Important conclusions can also be revealed by comparing the search for unknown objects in the natural environment and the search for cause-and-effect relationships with the processes of text analysis by artificial intelligence systems.
The apparent difference between the natural environment and the text is the primitiveness of the relations between the elementary objects of the text symbols: for two symbols A and B, the relations are reduced to the order (A precedes B or vice versa). The differences from the natural environment are radical: first, the elementary relation for the text environment is one and only; secondly, there is no time. A remote analog of time can be considered the index of the current symbol in the whole sequence - but then the analog of the current situation in a natural environment that contains many objects is a single current symbol. An instantaneous situation in a natural environment is characterized by the relative position of many objects, their relative sizes, and there is nothing similar for a single symbol. There also is no division of situations into static and dynamic.
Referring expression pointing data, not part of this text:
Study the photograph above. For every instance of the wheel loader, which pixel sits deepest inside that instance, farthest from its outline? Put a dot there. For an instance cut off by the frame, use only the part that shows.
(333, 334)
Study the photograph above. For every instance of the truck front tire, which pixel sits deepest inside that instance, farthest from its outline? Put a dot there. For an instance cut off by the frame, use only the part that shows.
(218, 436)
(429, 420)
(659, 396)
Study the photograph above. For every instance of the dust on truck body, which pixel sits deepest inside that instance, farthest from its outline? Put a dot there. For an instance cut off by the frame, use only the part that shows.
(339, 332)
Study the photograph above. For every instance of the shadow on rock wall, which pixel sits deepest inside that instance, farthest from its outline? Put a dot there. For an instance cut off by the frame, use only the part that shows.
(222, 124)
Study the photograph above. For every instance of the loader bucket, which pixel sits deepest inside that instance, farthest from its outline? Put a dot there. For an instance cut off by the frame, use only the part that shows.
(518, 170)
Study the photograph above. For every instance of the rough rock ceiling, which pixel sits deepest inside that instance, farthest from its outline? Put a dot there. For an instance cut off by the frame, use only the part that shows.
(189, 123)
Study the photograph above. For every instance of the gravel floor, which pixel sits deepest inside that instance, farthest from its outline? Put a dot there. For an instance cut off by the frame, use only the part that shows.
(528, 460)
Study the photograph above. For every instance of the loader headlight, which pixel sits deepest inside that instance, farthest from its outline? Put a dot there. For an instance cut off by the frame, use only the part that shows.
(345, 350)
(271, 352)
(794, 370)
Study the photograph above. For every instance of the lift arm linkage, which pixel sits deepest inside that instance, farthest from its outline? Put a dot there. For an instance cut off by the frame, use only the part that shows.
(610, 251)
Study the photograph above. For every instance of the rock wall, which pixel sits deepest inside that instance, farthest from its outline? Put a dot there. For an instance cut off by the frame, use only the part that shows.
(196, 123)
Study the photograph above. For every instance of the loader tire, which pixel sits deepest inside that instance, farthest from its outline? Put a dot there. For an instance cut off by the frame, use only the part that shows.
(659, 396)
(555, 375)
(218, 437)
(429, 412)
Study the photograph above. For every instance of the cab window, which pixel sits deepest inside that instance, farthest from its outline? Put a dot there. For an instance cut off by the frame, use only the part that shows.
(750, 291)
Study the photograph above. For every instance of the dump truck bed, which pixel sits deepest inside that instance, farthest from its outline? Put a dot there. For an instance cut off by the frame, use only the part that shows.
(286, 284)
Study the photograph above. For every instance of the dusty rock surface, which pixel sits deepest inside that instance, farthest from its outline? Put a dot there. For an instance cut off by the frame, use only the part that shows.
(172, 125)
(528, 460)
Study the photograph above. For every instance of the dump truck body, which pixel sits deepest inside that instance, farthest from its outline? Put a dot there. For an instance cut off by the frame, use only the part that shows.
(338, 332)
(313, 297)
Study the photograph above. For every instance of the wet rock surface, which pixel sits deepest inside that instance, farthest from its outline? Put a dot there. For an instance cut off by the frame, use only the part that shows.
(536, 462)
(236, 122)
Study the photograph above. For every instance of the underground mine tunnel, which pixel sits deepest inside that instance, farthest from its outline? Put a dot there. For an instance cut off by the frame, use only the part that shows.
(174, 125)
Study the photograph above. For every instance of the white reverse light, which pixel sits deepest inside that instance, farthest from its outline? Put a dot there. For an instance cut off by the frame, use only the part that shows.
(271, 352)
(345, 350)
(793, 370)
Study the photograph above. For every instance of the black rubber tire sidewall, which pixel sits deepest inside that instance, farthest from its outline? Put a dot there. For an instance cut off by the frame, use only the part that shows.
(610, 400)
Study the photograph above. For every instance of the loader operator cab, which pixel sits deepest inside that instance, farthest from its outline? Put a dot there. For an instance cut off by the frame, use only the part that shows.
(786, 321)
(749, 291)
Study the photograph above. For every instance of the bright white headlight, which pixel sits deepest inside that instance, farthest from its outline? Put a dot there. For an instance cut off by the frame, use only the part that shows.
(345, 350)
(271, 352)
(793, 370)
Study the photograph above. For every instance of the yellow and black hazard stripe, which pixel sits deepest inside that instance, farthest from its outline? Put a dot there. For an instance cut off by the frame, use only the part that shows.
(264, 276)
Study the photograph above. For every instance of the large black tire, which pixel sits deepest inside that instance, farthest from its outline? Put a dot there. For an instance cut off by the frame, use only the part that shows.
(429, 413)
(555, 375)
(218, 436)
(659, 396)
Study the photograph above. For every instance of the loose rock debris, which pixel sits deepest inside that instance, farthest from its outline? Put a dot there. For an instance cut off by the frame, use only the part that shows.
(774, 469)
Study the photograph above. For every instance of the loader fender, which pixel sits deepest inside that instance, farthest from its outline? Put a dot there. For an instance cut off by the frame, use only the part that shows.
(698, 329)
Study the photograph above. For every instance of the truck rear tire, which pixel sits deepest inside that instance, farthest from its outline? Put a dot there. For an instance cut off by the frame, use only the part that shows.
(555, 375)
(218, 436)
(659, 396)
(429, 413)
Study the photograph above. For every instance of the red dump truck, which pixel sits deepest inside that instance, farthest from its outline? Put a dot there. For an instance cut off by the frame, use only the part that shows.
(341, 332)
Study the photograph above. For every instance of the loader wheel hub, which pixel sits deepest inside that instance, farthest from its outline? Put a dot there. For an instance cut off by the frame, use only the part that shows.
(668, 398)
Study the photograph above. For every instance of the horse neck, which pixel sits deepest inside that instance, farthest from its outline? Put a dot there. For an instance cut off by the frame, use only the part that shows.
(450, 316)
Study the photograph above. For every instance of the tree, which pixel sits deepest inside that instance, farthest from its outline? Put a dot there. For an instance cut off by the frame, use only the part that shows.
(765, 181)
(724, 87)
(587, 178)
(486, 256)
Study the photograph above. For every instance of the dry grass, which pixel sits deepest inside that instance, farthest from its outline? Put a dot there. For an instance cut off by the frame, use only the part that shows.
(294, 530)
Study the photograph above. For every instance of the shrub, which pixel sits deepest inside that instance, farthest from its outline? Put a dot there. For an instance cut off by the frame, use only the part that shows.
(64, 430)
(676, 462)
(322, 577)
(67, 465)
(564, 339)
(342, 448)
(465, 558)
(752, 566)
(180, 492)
As a result, an analog of the search for unknown spatial structures in a natural environment is the search for unknown chains of symbols, which is much simpler both due to discreteness and one-dimensionality.
At the same time, there is a commonality: unknown textual patterns of arbitrary length cannot be "calculated" as a result of a function with a fixed number of parameters either; using neural networks for text analysis faces the same problems as when analyzing situations in a natural environment.
SUMMATION
Detection of previously unknown objects in a natural environment requires a dynamic situation.
Dynamism can be created by the movement of the object controlled by the AGI system.
Detection of unknown objects and causal relationships cannot be reduced to calculating the value of a particular previously known function, as is the case when calculating velocity, volume, correlation, and so on; a search/construction of an invariant function is required, the structure and complexity of which are not known in advance.
Constructing an invariant function is a combinatorial task.
A neural network cannot perform the construction of an invariant function.
The text analysis is much simpler due to the one-dimensionality and the absence of time as a property of the "text environment".